After being unimpressed with Neverwhere and dismissing it as Early Gaiman, I was delighted to read Good Omens and find that even though this was written several years before Neverwhere, it’s just as good as Gaiman’s later works. Possibly this is due to Pratchett’s influence – at the end of the book, there’s a nice afterword where the two authors talk about the process of creating the story and who was responsible for writing which parts, so you can get an idea of how the story was shaped and developed. I’ve never read anything by Terry Pratchett before this and was unfamiliar with his work, but I’m very familiar with Gaiman’s writing style by this point, having read five or six of his books. That being said, I was unable to see where Gaiman’s writing ended and Pratchett’s began, which was ultimately a good thing. If two authors must insist on co-writing a book, they should at least try to mesh their writing so the reader doesn’t notice the book has two authors (I’m looking at you, David Levithan and John Green).
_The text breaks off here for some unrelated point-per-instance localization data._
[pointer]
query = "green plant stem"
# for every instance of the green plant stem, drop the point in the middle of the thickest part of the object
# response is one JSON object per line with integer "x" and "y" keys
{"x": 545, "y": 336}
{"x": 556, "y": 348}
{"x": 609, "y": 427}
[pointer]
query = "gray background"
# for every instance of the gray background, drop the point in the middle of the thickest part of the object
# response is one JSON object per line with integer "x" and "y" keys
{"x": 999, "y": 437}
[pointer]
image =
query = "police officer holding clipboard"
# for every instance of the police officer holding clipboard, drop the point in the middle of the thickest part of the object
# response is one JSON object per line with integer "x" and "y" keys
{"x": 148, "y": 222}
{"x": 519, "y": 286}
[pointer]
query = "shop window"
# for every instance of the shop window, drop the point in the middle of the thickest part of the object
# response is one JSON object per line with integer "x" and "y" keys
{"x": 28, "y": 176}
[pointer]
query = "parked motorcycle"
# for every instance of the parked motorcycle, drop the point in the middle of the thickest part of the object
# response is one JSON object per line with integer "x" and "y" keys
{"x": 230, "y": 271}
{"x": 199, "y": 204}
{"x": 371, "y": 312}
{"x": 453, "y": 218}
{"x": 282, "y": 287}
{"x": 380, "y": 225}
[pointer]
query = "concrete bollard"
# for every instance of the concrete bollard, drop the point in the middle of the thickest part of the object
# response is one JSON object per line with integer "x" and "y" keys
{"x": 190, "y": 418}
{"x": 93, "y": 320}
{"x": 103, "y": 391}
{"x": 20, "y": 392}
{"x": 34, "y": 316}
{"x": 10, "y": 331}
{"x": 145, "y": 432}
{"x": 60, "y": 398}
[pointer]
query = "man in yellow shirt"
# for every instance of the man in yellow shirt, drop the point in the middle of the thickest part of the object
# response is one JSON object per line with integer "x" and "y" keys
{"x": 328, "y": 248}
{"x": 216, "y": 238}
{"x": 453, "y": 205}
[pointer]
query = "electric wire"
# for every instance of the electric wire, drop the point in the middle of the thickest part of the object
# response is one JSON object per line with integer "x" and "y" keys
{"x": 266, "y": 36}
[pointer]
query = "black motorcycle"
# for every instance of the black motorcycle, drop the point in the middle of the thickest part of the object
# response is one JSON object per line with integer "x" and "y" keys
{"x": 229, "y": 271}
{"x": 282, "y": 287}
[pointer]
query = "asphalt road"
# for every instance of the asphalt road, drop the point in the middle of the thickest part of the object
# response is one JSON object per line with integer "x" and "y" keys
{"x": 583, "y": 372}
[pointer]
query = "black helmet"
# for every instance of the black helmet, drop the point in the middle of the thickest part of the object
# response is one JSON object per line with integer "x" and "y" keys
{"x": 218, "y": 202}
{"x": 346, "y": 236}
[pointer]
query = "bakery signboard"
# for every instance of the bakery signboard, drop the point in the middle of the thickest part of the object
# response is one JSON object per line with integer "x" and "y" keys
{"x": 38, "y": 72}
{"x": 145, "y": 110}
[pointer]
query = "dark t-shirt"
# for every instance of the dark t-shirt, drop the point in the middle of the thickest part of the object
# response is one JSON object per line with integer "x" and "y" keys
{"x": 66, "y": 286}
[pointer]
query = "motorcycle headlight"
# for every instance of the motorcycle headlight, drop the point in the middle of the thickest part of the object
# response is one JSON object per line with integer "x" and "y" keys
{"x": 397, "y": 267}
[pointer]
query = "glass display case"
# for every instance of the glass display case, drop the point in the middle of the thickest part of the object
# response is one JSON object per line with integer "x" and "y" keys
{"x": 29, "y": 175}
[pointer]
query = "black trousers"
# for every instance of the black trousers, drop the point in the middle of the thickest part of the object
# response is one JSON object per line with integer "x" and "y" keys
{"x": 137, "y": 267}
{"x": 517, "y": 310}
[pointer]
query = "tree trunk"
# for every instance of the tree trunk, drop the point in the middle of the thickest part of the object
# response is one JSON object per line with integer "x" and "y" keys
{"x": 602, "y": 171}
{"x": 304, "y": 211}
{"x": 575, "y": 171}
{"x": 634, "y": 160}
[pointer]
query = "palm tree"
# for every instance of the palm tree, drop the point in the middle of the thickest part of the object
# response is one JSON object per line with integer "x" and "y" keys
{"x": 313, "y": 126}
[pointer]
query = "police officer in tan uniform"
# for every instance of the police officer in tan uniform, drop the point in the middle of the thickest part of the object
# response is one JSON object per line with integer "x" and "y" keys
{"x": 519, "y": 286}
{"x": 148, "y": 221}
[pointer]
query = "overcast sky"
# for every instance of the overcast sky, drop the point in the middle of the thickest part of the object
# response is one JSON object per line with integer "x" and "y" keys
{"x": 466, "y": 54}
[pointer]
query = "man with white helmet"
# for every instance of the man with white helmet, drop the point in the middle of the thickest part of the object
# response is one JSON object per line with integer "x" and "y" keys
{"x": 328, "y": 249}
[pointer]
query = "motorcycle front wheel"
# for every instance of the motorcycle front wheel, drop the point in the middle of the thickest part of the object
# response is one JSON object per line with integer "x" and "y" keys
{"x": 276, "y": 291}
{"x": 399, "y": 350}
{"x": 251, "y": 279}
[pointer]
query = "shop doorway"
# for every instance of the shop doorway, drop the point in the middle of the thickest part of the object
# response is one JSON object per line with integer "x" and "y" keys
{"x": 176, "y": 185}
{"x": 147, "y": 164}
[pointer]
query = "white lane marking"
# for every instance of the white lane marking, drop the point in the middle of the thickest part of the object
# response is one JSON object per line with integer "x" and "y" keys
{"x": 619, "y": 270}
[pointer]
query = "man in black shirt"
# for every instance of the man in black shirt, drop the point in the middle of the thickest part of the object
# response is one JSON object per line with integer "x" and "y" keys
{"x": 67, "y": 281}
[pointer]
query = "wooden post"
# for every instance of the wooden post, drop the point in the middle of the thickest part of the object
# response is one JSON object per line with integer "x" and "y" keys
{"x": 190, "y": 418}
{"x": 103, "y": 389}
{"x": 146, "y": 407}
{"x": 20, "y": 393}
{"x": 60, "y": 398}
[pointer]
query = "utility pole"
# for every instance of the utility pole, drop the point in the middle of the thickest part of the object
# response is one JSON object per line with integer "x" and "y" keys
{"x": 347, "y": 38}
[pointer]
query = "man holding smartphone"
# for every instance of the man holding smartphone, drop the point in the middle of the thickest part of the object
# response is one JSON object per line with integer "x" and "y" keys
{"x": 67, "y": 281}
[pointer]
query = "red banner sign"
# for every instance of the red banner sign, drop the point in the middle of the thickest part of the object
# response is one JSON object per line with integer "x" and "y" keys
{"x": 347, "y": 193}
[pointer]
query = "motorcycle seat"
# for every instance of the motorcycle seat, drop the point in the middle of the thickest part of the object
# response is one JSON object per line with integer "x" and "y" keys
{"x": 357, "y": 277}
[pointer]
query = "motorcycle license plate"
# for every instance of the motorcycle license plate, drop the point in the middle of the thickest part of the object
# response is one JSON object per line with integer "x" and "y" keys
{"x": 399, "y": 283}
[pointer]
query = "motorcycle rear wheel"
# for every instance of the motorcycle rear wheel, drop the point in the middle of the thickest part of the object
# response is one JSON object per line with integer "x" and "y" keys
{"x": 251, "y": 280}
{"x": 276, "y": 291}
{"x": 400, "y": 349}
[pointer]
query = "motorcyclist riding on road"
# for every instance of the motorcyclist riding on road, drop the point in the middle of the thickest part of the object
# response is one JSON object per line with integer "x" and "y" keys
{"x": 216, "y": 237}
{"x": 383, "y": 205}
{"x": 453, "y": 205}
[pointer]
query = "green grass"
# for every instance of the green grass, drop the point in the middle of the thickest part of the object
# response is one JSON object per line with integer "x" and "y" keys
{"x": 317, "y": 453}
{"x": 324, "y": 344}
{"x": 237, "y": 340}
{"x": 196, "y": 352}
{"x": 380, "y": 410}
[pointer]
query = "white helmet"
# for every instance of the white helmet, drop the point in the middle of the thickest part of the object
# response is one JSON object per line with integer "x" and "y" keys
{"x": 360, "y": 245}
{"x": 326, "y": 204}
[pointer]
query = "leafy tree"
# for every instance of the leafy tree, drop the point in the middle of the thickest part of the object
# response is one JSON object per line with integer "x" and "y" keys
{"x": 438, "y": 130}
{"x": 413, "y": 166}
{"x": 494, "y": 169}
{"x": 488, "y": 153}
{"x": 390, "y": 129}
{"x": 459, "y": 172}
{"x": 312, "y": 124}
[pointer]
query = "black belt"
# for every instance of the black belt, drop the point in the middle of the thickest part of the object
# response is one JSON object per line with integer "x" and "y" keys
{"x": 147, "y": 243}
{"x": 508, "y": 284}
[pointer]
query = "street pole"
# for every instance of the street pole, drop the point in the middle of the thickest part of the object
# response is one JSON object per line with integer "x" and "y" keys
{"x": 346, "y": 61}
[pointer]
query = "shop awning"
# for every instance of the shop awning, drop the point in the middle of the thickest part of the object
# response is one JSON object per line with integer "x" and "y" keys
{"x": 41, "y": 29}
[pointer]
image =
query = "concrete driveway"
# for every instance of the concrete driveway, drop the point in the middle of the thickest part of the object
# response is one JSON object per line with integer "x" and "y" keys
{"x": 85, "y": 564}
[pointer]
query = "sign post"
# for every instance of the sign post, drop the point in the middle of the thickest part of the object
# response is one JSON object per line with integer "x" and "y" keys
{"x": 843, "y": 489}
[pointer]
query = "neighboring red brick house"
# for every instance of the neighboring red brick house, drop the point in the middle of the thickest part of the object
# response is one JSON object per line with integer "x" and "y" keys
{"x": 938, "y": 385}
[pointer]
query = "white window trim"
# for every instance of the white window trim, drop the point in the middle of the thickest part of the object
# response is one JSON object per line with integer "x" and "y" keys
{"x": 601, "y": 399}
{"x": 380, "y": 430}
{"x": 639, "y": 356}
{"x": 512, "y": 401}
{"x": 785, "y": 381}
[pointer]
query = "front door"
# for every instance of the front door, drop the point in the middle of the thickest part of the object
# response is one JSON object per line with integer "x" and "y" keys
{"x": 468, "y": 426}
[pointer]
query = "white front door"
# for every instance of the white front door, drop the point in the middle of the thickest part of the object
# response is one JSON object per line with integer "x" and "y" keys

It’s unfair of me to compare this book to the show Supernatural, because for one thing, the book predates the show by over a decade, but throughout the book, I couldn’t help thinking what a killer season of Supernatural this book would make. Perhaps the authors could negotiate some kind of crossover? Both works feature a delightful demon named Crowley; the thing practically writes itself. Anyway, the “Prophecies” referred to in the title are a reference to a book written by a seventeenth-century prophet named Agnes Nutter, who wrote down every single (extremely accurate) prophecy she ever had in a book and passed it to her descendents, who have been decoding said prophecies ever since. Her biggest one concerns the coming of the Antichrist and the end of the world, and her descendents aren’t the only ones who are involved. Angels and demons are both preparing for a holy war, and our representatives for the two sides are Crowley, the previously-mentioned demon, and Aziraphale, an angel. Both of them agree on one thing: they actually kind of like living on Earth, and would rather not get involved in a destructive holy war, thanks. They decide to work together to prevent the apocalypse, but there’s one big snag: through a series of mixups at the hospital, the infant Antichrist is delivered to the wrong family, and neither the angels or the demons realize that there’s been a mistake. So the kid intended to bring Hell on earth grows up unaware of his role, and meanwhile the angels and demons are preparing the wrong kid for war, and the four horsemen of the apocalypse are gathering.
(Seriously – tell me this wouldn’t make the best Supernatural season arc ever. Although now that I think about it, I doubt the show writers would be interested, because there are very few opportunities for Man Pain and all the female characters are well-rounded and don’t get killed off in service of further Man Pain, so in that sense this book is actually the polar opposite of Supernatural.)
The writing is funny, sharp, and as I said, flows cleanly between the two authors. It’s a very lighthearted take on the end of the world, and the humor was very reminiscent of Douglas Adams. My only big complaint was the climax, which takes too long to start (the story switches between multiple POV characters, and we have to check in with ALL of them, repeatedly, when the apocalypse is just starting to get good) and then is over too quickly, with a conclusion that was a little too sugary-sweet for my tastes. But all in all, it was a fun, fast-paced story, and a delightful take on the apocalypse and everyone involved.